The archetypal situation where the length-extension property becomes problematic is when ones builds a Message Authentication Code from a hash function as $$BadMAC(K,M)=Hash(K||M)$$ where $K||M$ is the concatenation of the Key and the Message.
The length extension property then translates directly into the capability to forge a different message, starting as the original, for which computing the $BadMAC$ is trivial.
In practice, that could allow adding an appendix to a text protected by $BadMAC$ (after a short rash of garbage in most cases, but often it could be invisible when printed). Also, that could allow extending the size of a short signed message so that it creates a buffer overflow after its integrity is checked using $BadMAC$.
HMAC is secure against that; and then more.
The length extension property obviously allows to obtain many more hash collisions from a single one.
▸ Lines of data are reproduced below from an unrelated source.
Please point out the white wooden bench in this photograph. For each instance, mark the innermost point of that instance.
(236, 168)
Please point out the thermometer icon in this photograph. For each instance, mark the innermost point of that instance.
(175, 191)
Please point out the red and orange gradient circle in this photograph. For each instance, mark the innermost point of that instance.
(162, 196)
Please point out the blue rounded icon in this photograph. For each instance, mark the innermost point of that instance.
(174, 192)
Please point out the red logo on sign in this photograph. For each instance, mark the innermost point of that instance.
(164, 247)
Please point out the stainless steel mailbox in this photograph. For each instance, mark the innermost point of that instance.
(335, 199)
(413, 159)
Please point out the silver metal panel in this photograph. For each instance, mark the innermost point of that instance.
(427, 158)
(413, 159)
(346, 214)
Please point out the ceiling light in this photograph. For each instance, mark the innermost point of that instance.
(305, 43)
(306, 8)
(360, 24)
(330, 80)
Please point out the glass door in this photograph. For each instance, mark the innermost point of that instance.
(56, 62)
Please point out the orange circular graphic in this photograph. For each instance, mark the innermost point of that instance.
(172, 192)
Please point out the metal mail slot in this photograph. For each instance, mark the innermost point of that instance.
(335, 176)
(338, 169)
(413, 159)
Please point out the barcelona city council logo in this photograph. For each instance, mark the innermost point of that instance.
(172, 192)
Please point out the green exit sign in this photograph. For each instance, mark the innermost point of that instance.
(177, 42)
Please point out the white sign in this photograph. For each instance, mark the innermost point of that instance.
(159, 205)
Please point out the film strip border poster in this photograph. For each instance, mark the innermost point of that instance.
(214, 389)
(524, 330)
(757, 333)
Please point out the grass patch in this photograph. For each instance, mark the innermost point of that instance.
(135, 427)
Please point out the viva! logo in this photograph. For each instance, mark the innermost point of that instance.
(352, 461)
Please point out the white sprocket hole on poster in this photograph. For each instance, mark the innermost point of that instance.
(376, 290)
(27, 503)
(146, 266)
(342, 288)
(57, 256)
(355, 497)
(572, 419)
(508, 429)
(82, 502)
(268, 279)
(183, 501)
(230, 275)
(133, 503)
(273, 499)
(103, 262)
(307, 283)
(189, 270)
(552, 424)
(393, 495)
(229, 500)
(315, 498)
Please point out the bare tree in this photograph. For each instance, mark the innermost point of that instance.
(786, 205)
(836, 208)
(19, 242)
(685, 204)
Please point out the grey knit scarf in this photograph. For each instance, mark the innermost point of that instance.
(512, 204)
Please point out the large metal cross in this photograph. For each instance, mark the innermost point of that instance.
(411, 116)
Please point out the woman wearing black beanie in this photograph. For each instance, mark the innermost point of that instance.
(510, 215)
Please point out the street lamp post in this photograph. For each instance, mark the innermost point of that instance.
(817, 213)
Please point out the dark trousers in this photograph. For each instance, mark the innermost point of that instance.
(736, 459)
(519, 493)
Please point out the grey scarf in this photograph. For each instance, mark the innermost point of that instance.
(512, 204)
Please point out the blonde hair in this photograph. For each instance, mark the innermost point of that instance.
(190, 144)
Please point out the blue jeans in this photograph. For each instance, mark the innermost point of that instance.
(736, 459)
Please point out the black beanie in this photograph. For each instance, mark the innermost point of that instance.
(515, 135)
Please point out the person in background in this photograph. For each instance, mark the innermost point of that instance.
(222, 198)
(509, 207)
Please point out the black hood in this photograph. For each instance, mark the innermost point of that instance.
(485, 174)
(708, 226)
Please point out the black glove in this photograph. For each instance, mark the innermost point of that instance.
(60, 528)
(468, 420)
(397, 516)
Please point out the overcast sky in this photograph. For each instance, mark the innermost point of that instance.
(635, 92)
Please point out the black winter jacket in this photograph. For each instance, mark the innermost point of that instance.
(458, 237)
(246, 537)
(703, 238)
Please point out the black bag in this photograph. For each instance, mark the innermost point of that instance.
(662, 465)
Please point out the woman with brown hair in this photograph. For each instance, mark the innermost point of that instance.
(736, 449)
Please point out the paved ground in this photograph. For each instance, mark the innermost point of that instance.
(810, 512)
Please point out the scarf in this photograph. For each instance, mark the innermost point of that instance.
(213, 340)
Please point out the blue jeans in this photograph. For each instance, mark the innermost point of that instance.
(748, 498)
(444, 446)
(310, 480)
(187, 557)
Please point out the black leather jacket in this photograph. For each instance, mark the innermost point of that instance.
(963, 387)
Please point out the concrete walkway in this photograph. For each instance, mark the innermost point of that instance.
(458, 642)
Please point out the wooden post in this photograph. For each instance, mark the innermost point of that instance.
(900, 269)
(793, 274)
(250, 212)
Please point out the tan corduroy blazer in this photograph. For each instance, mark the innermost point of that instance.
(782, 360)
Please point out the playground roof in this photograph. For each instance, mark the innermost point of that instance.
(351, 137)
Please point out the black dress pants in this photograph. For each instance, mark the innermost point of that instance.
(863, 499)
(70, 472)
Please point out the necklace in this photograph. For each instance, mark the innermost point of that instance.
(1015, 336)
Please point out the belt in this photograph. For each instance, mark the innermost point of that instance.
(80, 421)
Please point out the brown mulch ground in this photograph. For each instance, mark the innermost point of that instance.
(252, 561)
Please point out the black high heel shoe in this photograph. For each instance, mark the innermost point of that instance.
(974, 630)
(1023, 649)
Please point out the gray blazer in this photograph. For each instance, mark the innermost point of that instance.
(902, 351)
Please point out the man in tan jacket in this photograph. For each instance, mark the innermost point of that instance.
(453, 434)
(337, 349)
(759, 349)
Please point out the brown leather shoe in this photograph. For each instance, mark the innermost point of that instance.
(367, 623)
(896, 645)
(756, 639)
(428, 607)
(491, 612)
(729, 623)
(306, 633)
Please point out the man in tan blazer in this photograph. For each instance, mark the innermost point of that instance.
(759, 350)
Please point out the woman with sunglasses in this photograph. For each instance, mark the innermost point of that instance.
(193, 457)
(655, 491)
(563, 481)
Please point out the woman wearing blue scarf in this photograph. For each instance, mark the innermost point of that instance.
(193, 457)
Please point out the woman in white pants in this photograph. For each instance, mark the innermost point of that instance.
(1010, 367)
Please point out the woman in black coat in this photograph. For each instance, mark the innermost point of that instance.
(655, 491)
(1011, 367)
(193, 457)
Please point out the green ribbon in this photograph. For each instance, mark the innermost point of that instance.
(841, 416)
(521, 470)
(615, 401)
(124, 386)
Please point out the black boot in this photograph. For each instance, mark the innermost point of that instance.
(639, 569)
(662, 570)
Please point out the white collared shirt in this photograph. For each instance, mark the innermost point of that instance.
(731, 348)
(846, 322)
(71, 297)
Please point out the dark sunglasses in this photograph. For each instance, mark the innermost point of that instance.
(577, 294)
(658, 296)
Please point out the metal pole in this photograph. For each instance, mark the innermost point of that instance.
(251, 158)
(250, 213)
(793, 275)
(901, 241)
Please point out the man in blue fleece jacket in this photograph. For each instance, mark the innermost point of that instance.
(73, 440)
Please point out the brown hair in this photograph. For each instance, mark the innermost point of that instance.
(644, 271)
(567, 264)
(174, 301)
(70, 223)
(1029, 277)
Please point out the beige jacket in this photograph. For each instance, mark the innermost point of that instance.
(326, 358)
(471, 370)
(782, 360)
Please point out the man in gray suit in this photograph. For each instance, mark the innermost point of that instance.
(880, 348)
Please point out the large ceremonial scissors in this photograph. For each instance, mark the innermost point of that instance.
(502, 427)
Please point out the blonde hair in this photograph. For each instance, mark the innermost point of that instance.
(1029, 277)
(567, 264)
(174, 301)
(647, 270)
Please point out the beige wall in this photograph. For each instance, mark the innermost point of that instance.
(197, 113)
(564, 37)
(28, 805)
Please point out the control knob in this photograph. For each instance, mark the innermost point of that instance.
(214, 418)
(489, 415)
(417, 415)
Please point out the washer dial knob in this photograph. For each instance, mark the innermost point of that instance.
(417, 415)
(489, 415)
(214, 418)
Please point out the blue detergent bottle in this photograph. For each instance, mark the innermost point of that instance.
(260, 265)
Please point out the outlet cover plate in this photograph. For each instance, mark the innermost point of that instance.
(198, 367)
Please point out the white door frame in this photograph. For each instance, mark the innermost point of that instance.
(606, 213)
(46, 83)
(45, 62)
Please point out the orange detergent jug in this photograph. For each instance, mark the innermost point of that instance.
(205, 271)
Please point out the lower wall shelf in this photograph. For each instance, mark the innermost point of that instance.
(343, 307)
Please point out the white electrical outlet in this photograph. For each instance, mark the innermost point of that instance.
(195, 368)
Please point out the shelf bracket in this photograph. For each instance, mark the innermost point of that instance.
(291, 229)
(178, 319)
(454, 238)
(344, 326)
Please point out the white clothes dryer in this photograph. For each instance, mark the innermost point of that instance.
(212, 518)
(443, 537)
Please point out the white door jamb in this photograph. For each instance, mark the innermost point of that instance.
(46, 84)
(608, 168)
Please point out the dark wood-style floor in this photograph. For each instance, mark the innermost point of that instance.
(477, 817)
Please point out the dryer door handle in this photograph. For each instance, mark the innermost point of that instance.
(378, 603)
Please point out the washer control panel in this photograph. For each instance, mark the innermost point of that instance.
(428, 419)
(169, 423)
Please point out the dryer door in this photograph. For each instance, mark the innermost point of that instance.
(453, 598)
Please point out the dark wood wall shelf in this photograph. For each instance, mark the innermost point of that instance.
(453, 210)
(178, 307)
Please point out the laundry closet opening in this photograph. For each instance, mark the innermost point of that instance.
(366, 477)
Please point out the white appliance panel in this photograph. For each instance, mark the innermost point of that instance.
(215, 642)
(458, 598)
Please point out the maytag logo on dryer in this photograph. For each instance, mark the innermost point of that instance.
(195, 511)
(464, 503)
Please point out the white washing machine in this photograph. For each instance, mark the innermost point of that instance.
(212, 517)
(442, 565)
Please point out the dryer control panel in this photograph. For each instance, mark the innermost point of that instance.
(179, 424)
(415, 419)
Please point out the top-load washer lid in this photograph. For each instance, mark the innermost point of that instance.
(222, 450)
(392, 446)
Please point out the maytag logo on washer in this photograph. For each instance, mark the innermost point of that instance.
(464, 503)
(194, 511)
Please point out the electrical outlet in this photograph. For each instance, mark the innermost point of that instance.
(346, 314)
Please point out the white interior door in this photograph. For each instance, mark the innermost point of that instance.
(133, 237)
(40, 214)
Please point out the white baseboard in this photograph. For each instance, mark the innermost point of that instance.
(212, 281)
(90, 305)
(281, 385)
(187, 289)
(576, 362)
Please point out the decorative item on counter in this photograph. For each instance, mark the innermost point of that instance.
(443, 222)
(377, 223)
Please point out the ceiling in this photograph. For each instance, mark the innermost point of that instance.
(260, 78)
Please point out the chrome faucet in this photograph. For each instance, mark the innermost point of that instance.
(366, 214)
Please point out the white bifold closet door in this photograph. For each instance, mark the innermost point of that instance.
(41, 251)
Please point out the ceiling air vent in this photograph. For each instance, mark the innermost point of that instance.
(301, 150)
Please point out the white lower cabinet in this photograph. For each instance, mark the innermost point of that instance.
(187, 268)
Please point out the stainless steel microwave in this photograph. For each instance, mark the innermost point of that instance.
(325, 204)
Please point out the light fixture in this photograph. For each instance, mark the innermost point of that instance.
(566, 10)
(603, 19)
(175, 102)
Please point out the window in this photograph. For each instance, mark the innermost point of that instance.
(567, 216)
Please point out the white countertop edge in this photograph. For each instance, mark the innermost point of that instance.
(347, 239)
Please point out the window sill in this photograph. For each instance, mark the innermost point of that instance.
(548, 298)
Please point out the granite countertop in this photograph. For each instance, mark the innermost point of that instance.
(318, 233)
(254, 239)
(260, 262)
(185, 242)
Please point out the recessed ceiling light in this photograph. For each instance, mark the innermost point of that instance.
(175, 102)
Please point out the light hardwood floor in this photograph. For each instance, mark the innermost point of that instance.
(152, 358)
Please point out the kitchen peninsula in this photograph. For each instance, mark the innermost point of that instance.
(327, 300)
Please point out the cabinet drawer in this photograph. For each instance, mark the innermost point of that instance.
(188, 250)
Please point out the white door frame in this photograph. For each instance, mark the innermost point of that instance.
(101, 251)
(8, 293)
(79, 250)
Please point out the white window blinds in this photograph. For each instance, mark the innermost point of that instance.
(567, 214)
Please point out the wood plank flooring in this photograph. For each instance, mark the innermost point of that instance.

If SHA-1 was experimentally broken with just one collision found (due to the high cost of the attack), the collision property would make that one-time attack a more immediately damaging issue.
That's especially true if the collision was devised so that the colliding messages (of same length) start with an appropriate code header (which likely requires no more work than any other collision): it would be possible to generate, at low computational cost, two programs with the same SHA-1 but any two different behavior.
Another (artificial) example could be when it is asked the hash of increasingly long messages (with precisely the wrong content) as a Proof-Of-Work: one user knowing the hash constituting the POW of a user could abuse that into another POW indicative of slightly more work.